Declarative timeline-based multi-track audio mixing for voice, music, and SFX.

These details have not been verified by PyPI

Project links

Project description

audio-arrange

Declarative timeline-based multi-track audio mixing for voice, music, and SFX.

Built from the MusicVideoCreator/CineForge pipeline at Trollfabriken AITrix AB where ffmpeg amix filter graphs became unmaintainable past 5 tracks. The library decodes once with soundfile, does all mixing as numpy operations on pre-aligned float32 arrays, and encodes once at the end. Renders a 5-minute, 6-track project in under 1.5 seconds.

What it solves

Previous problem	Solution
Mixing 6 tracks with pydub takes 25+ seconds	Single-pass numpy mix engine; same job in <1.5s
ffmpeg `amix` filter graphs unreadable past 5 tracks	Declarative `timeline.add(clip, track, at=...)` API
pydub crossfades click on non-zero-crossing boundaries	Equal-power crossfade with frame-aligned arithmetic
No clean way to do voice-over ducking in Python	First-class `timeline.duck(target, trigger)`
LUFS normalization requires a separate ffmpeg-normalize pass	`timeline.normalize_lufs(-16)` integrated into render
Clipping when summing many tracks	Auto-headroom + optional tanh soft clip

Installation

pip install audio-arrange

Optional extras:

pip install "audio-arrange[mp3]"      # MP3 decode via pedalboard (no ffmpeg subprocess)
pip install "audio-arrange[lufs]"     # LUFS normalization via pyloudnorm
pip install "audio-arrange[duck]"     # Production-grade voice ducking via voice-duck
pip install "audio-arrange[all]"      # Everything above

Quick start

from audio_arrange import Timeline, Clip, RenderConfig

tl = Timeline(sample_rate=48000, channels=2)

# Load clips from disk
voice = Clip("narration.wav")
music = Clip("bed.flac", start_offset=4.0)   # skip 4s intro
sfx   = Clip("transition.wav")

# Place clips on named tracks
tl.add(voice, track="voice", at=0.0, fade_in=0.05, fade_out=0.1)
tl.add(music, track="music", at=0.0, gain_db=-6.0)
tl.add(sfx,   track="sfx",   at=12.5, gain_db=-3.0, fade_out=0.3)
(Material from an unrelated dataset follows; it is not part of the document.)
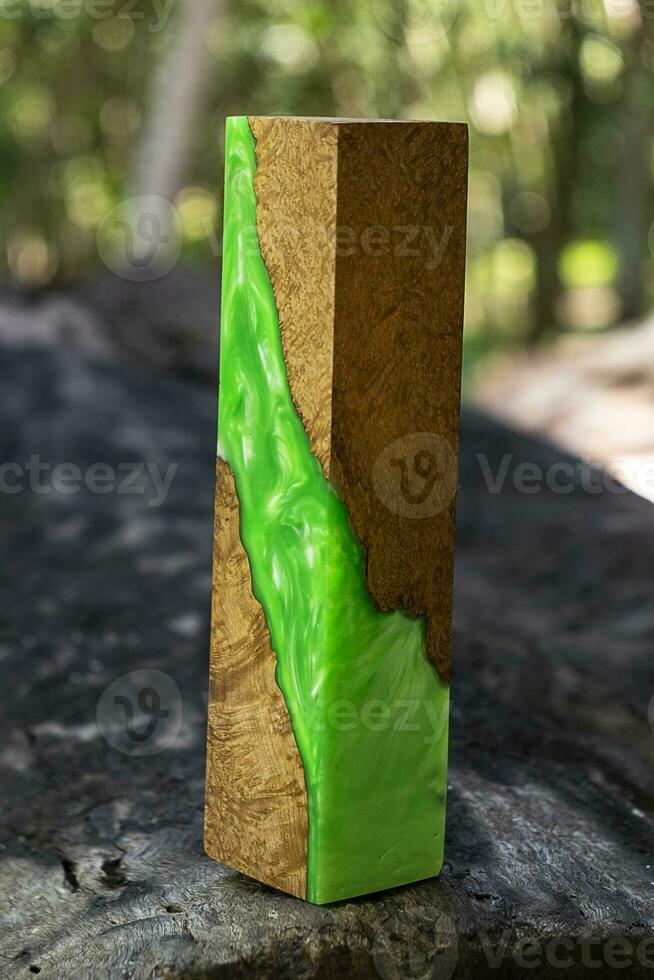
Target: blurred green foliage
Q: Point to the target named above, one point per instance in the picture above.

# Duck music under voice — no separate pass needed
tl.duck(target="music", trigger="voice", reduction_db=-12.0)

# Normalize to podcast loudness target
tl.normalize_lufs(-16.0)

# Render to file — returns the path written
out = tl.render("episode_01.wav", bit_depth=16)
print(out)  # PosixPath('episode_01.wav')

The pipeline

  ┌─────────────────────────────────────────────────────────────────┐
  │  Clip loading                                                   │
  │  ① soundfile.read() → float32 (frames, channels)               │
  │  ② resample_poly if sample_rate != timeline.sample_rate         │
  └────────────────────────────┬────────────────────────────────────┘
                               │
  ┌────────────────────────────▼────────────────────────────────────┐
  │  Timeline.add()                                                 │
  │  ③ Record Event(clip, track, at, gain_db, fade_in, fade_out)    │
  │     Nothing rendered yet — fully declarative                    │
  └────────────────────────────┬────────────────────────────────────┘
                               │
  ┌────────────────────────────▼────────────────────────────────────┐
  │  mixer.mix()  — single-pass on .render() call                   │
  │  ④ Allocate zero buffer at target length                        │
  │  ⑤ For each event: buffer[start:end] += gain * samples          │
  │  ⑥ Apply crossfades (opposing equal-power curves in-place)      │
  └────────────────────────────┬────────────────────────────────────┘
                               │
  ┌────────────────────────────▼────────────────────────────────────┐
  │  Effects chain                                                  │
  │  ⑦ Duck envelope follower (RMS or voice-duck if installed)      │
  │  ⑧ LUFS normalization (pyloudnorm if installed)                 │
  │  ⑨ Auto-headroom → optional tanh soft clip → TPDF dither        │
  └────────────────────────────┬────────────────────────────────────┘
                               │
  ┌────────────────────────────▼────────────────────────────────────┐
  │  Writer                                                         │
  │  ⑩ soundfile.write() → WAV / FLAC / OGG at chosen bit depth    │
  └─────────────────────────────────────────────────────────────────┘

Configuration

from audio_arrange import RenderConfig

config = RenderConfig(
    sample_rate=48000,    # output sample rate; clips resampled on load
    channels=2,           # 1 = mono, 2 = stereo
    headroom_db=-1.0,     # peak ceiling before final clip; prevents intersample clipping
    soft_clip=True,       # tanh curve instead of hard clip; preserves transient shape
    dither=True,          # TPDF dither for bit-depth reduction (16-bit outputs)
    progress=False,       # show tqdm bar during render (useful for long projects)
)

out = tl.render("episode.wav", bit_depth=16, config=config)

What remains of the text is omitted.